1) This series, where WC doesn't trigger on new cores. Maybe 8x STR
   will fix it, but it is not better performance wise than 4x STP.

2) Userspace does ST4 to MMIO memory, and the VMM can't explode
   because of this. Replacing the ST4 with 8x STR is NOT better,
   that would be a big performance downside, especially for the
   quirky hi-silicon hardware.

3) The other series changing the S2 so that WC can work in the VM

> Mark did post such an example that has the potential of having that
> improvement. I'd suggest that you give it a go.

Mark's patch doesn't help this, I've already written and evaluated his
patch last week. Unfortunately it needs to be done with explicit
inline assembly either STP or STR blocks.

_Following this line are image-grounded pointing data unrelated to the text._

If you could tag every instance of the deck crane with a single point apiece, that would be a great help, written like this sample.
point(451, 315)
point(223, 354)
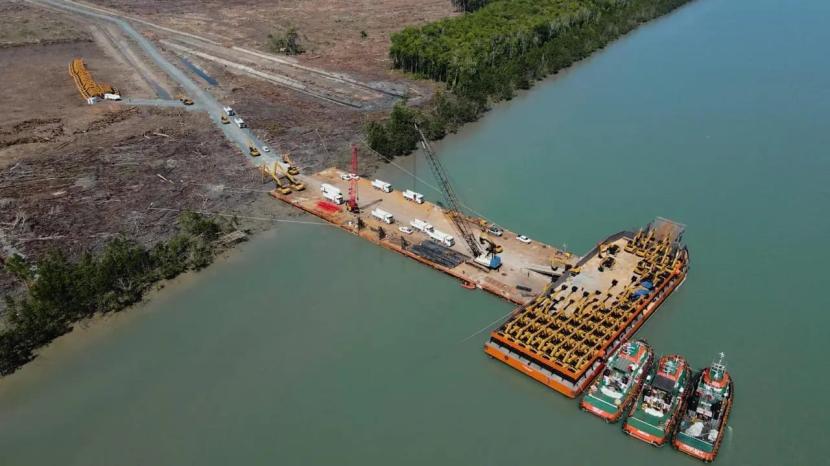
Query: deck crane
point(351, 205)
point(488, 257)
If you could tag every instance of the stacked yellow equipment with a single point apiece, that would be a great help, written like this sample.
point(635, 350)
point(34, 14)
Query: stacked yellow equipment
point(84, 82)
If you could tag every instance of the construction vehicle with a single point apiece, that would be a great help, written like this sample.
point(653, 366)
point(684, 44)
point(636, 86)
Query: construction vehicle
point(382, 186)
point(271, 172)
point(295, 184)
point(331, 193)
point(292, 169)
point(352, 206)
point(488, 259)
point(90, 90)
point(411, 195)
point(383, 216)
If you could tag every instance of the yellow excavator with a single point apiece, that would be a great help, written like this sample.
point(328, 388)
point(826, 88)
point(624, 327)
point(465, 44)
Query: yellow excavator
point(253, 150)
point(295, 184)
point(292, 169)
point(271, 172)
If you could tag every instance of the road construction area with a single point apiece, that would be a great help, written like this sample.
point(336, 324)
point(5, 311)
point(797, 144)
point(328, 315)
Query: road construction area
point(526, 268)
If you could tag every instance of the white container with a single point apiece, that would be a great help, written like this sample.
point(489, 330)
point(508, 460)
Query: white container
point(411, 195)
point(383, 216)
point(421, 225)
point(382, 185)
point(442, 237)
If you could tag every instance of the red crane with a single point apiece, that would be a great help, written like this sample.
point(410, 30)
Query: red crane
point(352, 204)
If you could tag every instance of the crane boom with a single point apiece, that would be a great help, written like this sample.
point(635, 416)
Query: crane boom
point(453, 204)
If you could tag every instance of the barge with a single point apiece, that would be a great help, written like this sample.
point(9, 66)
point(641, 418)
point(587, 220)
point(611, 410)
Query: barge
point(563, 336)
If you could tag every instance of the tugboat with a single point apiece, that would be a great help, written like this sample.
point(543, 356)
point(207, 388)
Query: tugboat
point(659, 406)
point(617, 387)
point(701, 430)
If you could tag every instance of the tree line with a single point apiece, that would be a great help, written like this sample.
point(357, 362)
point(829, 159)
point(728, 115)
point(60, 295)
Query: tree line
point(60, 291)
point(485, 56)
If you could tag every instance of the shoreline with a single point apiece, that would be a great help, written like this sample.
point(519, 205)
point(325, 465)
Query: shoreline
point(90, 329)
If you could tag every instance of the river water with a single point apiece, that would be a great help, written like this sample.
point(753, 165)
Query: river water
point(311, 347)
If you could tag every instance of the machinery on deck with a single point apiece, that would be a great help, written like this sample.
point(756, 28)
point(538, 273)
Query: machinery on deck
point(488, 257)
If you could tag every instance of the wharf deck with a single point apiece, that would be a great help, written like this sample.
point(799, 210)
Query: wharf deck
point(526, 271)
point(563, 337)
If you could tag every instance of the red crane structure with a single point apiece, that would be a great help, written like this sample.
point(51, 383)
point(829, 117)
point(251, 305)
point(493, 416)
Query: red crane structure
point(352, 204)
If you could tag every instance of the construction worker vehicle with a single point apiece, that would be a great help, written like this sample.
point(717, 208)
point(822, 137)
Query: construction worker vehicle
point(292, 169)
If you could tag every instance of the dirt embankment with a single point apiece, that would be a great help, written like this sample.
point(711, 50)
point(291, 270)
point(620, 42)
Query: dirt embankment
point(331, 31)
point(20, 25)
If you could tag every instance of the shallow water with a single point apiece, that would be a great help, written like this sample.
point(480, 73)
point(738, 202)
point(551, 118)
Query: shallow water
point(310, 346)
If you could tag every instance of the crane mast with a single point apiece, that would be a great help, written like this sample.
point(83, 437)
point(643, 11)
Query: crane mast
point(453, 204)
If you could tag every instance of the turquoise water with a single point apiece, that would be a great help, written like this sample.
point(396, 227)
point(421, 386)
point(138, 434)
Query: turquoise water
point(310, 347)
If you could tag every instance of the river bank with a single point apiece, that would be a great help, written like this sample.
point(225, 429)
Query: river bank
point(313, 337)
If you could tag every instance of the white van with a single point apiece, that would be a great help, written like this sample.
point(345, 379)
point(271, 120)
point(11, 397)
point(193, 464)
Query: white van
point(382, 185)
point(421, 225)
point(331, 193)
point(442, 237)
point(411, 195)
point(383, 216)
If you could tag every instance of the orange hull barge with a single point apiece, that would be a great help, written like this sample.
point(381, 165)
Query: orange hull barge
point(526, 270)
point(562, 337)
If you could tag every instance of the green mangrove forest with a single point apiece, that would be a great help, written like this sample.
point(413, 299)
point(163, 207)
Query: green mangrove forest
point(60, 291)
point(486, 55)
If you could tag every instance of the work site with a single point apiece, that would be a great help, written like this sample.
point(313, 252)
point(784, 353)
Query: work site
point(118, 116)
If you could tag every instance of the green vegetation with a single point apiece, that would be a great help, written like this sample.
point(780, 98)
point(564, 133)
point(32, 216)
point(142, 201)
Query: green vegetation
point(288, 43)
point(485, 56)
point(469, 5)
point(60, 292)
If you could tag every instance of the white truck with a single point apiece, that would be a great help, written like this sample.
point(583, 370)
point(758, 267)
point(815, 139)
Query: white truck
point(382, 186)
point(331, 193)
point(383, 216)
point(422, 226)
point(442, 237)
point(411, 195)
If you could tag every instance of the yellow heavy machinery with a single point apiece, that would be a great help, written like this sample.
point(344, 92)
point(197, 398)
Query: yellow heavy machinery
point(292, 169)
point(84, 82)
point(253, 150)
point(271, 172)
point(295, 184)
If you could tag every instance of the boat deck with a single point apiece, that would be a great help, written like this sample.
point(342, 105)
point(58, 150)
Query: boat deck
point(526, 271)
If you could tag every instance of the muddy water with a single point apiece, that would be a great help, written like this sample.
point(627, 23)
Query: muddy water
point(309, 346)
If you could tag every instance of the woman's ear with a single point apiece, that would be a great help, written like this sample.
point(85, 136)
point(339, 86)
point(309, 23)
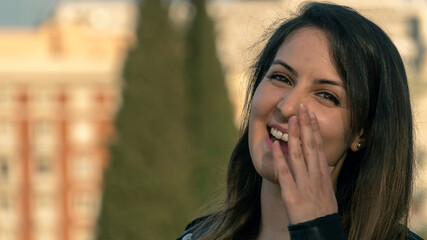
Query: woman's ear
point(358, 143)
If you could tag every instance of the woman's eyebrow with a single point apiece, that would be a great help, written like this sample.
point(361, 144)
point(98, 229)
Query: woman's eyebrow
point(329, 82)
point(316, 81)
point(290, 69)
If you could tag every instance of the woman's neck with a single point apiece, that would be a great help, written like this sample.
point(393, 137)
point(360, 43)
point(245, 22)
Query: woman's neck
point(274, 220)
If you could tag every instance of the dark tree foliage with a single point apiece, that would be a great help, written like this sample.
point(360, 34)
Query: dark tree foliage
point(146, 192)
point(210, 123)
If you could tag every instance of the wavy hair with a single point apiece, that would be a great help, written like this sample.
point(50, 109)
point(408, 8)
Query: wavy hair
point(375, 184)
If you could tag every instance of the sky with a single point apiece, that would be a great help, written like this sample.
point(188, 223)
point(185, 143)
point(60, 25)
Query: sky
point(28, 13)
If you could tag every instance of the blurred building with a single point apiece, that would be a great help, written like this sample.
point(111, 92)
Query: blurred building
point(59, 91)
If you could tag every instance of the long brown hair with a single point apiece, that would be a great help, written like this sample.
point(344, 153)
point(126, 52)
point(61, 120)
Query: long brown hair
point(375, 184)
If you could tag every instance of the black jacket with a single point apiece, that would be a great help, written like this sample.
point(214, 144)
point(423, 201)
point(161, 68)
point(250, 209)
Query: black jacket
point(323, 228)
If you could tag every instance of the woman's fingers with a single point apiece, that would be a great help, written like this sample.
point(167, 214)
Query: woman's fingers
point(322, 163)
point(308, 141)
point(295, 153)
point(284, 174)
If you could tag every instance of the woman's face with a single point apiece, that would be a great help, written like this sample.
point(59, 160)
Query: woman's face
point(302, 72)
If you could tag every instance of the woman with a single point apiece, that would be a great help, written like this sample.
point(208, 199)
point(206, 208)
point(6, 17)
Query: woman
point(326, 150)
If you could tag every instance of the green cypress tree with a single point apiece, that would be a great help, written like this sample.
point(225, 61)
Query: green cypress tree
point(210, 120)
point(146, 192)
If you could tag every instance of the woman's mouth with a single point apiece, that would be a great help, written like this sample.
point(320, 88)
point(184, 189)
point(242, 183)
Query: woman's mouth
point(276, 134)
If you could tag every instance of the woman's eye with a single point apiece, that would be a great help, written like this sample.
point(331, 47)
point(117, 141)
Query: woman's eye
point(281, 78)
point(330, 97)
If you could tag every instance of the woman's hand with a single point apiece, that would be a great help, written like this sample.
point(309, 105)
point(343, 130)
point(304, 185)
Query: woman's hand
point(306, 185)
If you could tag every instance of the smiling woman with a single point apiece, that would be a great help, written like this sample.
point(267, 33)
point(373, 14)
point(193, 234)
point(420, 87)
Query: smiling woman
point(325, 152)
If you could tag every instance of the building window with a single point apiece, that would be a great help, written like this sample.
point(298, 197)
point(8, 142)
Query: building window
point(4, 169)
point(82, 132)
point(45, 208)
point(44, 135)
point(85, 205)
point(84, 167)
point(7, 135)
point(43, 165)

I don't know if the 8x STR is workable or not. I need to get someone
to test it, but even if it is the userspace IO for this HW will
continue to use ST4.

So, regardless of the kernel decision, if someone is going to put this
HW into a VM then their VMM needs to do *something* to ensure that the
VMM does not malfunction when the VM issues STP/ST4 to the VFIO MMIO.

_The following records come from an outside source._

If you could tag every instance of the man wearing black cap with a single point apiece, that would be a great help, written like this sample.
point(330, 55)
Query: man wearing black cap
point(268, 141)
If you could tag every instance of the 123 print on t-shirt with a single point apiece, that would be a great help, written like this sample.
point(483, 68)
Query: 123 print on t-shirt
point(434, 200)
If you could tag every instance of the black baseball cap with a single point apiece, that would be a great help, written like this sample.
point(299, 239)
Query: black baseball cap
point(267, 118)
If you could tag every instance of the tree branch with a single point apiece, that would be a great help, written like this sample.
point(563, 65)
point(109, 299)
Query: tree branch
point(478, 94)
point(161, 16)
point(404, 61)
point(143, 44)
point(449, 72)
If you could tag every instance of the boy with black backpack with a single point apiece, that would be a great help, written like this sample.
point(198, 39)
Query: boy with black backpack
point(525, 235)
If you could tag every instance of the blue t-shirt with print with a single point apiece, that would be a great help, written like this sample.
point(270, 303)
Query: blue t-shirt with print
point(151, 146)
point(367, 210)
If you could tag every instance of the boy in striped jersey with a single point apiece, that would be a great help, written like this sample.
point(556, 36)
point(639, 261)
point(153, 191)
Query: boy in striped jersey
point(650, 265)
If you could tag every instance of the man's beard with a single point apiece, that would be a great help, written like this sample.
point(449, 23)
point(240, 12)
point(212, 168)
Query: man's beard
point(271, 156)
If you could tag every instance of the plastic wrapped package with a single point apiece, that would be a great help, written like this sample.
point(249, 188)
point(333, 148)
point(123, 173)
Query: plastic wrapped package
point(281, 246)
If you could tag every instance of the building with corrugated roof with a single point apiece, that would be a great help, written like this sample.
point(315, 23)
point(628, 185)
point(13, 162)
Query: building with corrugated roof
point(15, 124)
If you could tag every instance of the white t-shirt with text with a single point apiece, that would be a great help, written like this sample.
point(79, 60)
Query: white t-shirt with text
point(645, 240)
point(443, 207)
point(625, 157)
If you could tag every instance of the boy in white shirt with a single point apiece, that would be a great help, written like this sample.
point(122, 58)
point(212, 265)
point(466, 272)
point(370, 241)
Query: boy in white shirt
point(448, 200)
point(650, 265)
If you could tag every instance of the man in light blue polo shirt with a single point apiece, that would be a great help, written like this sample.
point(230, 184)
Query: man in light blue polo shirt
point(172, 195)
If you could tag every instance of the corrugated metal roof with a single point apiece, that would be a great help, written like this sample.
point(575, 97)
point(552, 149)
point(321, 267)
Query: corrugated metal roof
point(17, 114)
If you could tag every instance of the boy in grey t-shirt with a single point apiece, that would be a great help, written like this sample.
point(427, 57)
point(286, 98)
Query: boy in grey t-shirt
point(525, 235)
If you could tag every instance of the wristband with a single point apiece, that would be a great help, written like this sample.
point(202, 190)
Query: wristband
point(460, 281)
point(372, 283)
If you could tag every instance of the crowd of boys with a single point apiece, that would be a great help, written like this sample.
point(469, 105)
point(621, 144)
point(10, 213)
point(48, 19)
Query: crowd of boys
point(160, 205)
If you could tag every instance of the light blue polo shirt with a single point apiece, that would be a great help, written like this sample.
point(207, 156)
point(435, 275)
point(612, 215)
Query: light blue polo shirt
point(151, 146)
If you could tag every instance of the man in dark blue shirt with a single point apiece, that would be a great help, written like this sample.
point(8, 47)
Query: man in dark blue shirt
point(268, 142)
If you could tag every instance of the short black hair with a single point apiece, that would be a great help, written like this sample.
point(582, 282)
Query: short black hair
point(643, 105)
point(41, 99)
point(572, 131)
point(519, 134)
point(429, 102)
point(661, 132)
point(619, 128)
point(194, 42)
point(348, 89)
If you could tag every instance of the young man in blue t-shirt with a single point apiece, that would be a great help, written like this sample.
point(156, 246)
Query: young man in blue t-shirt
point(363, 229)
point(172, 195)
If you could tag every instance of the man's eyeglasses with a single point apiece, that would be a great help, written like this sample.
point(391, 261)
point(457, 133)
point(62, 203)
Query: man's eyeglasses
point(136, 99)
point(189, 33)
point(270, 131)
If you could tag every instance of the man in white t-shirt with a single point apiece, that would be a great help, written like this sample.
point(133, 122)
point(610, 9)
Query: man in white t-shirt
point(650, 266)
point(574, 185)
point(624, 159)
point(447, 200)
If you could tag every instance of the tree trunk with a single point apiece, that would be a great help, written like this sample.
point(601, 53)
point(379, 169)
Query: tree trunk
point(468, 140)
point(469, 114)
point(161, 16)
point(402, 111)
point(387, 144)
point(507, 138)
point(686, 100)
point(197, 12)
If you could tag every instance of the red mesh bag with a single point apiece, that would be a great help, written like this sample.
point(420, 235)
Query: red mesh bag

There are good choices for the VMM here - ensuring it never has to
process a S2 VFIO MMIO fault, always resuming and never emulating VFIO
MMIO, or correctly handling an emulated S2 fault from a STP/ST4
instruction via instruction parsing.

Therefore we can assume that working VMM's will exist. Indeed I would
go farther and say that mlx5 HW in a VM must have a working VMM.

So the question is only how pessimistic should the arch code for
__iowrite64_copy() be. My view is that it is only used in a small
number of drivers and if a VMM creates vPCI devices for those drivers
then the VMM should be expected to bring proper vMMIO support too.

I do not like this notion that all drivers using __iowrite64_copy()
should have sub-optimal bare metal performance because a VMM *might*
exist that has a problem.

> But your attitude of "who cares if it breaks as long as it works for
> me" is not something I can adhere to.

In my world failing to reach performance is a "break" as well.

So you have a server that is "broken" because its performance is
degraded vs an unknown VMM that is "broken" because it wants to
emulate IO (without implementing instruction parsing) for a device
with a __iowrite64_copy() using driver.

My server really does exist. I'm not so sure about the other case.

Jason